Suddenly, the room became crowded, shadows moving in the corners, eyes peering at Alec from behind curtains and closed doors, some sad, some menacing, eyes that looked like the eyes of a hundred cats. Mouths, some moaning, some sneering, joined the eyes, their presence so startling that Alec felt his heart jump and loudly beat against his ribs. He tried to warn Tessa and Catarina of the presence of the spying eyes and the sneering mouths, but the words came out in a slur of sounds, unintelligible even to him, muddled as his thoughts. He tried to point in the directions of the shadows but, as the numbness reached every last corner of his being, he lost control of his muscles.
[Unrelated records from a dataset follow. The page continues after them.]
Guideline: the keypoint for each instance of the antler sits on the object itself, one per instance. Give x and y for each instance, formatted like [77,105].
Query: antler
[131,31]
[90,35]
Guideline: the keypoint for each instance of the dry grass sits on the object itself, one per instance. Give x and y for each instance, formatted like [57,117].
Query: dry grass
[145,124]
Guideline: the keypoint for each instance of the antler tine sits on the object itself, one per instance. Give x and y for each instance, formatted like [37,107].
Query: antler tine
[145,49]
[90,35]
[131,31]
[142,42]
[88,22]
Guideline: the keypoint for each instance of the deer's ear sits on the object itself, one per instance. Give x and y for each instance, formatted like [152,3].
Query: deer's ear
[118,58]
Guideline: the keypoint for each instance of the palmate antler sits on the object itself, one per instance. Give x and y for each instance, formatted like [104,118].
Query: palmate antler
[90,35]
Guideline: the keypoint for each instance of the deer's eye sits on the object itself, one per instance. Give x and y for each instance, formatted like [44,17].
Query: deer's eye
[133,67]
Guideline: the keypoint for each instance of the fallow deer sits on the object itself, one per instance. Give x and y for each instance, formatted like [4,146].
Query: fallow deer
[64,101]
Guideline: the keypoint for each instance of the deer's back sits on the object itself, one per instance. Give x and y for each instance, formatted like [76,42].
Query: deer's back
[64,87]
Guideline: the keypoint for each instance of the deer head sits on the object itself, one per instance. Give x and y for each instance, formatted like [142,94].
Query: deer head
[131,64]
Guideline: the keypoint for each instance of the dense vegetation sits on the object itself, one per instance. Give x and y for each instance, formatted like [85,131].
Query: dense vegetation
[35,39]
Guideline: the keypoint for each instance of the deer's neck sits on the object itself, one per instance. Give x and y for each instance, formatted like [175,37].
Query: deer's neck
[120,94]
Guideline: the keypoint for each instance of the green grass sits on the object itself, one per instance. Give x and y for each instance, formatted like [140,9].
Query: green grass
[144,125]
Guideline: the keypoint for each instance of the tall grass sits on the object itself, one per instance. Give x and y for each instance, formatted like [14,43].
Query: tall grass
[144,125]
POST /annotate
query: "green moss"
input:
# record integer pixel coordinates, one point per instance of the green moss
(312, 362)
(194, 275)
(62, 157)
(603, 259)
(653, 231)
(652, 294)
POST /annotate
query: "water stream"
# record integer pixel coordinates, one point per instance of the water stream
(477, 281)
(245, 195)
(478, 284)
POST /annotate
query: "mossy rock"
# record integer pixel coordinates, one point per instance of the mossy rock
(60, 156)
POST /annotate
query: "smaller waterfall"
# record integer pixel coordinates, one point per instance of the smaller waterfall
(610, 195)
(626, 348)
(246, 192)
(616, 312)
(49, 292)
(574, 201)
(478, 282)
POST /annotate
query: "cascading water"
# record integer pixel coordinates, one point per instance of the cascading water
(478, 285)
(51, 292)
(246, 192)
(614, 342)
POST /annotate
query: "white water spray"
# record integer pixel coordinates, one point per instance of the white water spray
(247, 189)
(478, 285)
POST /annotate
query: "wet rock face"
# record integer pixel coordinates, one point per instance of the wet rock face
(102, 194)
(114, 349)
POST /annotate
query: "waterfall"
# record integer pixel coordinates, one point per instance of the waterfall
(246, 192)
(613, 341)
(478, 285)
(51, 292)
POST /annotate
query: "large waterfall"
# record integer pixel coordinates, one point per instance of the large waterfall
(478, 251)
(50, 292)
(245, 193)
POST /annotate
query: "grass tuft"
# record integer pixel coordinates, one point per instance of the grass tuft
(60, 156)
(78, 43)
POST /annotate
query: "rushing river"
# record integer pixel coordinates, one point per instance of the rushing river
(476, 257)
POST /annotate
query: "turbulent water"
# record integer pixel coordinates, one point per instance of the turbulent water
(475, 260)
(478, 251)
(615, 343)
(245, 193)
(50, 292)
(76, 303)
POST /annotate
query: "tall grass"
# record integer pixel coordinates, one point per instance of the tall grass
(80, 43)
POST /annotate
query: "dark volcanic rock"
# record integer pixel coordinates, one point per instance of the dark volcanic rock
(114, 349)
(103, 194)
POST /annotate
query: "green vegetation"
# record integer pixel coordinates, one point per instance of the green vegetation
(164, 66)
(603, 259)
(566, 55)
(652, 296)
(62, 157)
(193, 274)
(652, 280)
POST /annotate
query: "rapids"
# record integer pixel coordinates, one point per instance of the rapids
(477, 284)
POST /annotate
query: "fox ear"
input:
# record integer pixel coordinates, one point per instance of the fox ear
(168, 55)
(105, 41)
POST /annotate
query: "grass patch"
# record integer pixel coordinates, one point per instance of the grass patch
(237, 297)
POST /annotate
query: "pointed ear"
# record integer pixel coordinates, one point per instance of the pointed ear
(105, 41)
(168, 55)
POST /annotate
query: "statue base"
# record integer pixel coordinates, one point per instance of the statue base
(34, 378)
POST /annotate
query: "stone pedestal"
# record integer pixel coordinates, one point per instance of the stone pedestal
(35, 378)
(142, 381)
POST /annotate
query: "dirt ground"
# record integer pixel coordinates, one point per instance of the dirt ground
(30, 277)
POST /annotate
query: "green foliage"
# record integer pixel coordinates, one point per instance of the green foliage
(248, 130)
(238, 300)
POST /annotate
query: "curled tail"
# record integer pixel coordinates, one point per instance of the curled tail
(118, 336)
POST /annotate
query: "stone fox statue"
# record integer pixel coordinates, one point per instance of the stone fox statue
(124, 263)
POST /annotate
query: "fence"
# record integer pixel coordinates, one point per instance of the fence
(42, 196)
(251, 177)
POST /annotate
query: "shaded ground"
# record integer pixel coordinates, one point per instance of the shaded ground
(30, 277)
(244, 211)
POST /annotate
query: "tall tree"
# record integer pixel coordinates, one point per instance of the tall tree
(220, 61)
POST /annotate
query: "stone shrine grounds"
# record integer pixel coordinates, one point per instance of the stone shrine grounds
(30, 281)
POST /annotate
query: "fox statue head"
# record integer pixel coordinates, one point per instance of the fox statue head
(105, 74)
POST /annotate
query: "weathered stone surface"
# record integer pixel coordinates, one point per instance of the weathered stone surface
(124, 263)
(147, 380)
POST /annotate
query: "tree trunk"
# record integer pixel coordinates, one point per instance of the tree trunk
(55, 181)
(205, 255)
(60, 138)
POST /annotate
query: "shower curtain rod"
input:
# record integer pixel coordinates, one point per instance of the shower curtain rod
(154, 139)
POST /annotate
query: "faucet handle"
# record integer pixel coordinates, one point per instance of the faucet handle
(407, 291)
"I think he is hallucinating," Catarina said to Tessa, as she placed a hand behind Alec's head and gently helped him lie down on the cushions. "The potion took effect faster than anticipated." Tessa simply nodded in acknowledgement as she tried to keep her mind singularly focussed on the spell she was conjuring up.
Alec heard the words, and for an instant the words made sense, before they too became like water running through rocks, rushing along with other sounds, sounds of screams, moans and laughs that flooded his mind, making it even harder to hold on to his thoughts. Alec felt that he was suddenly in a crowded and loud room, a room too small to hold so much noise. He closed his eyes to keep the sounds out and as he did, everything went abruptly silent, as if the noise had been cut by the swift motion of a sword, leaving just an echo behind, an echo bouncing against the walls. As all noise died down, Alec became aware of the loud sound of his own rapid breathing. He cautiously opened his eyes and looked around, and suddenly found himself no longer in Magnus' apartment. Instead, he stood in front of an old and heavy wooden door, its hinges and handles made of solid black iron. Knowing that there was no turning back, to return without Magnus, he reached for the door handle and pushed hard. Once the door gave way, he took a deep breath and stepped into the shadows.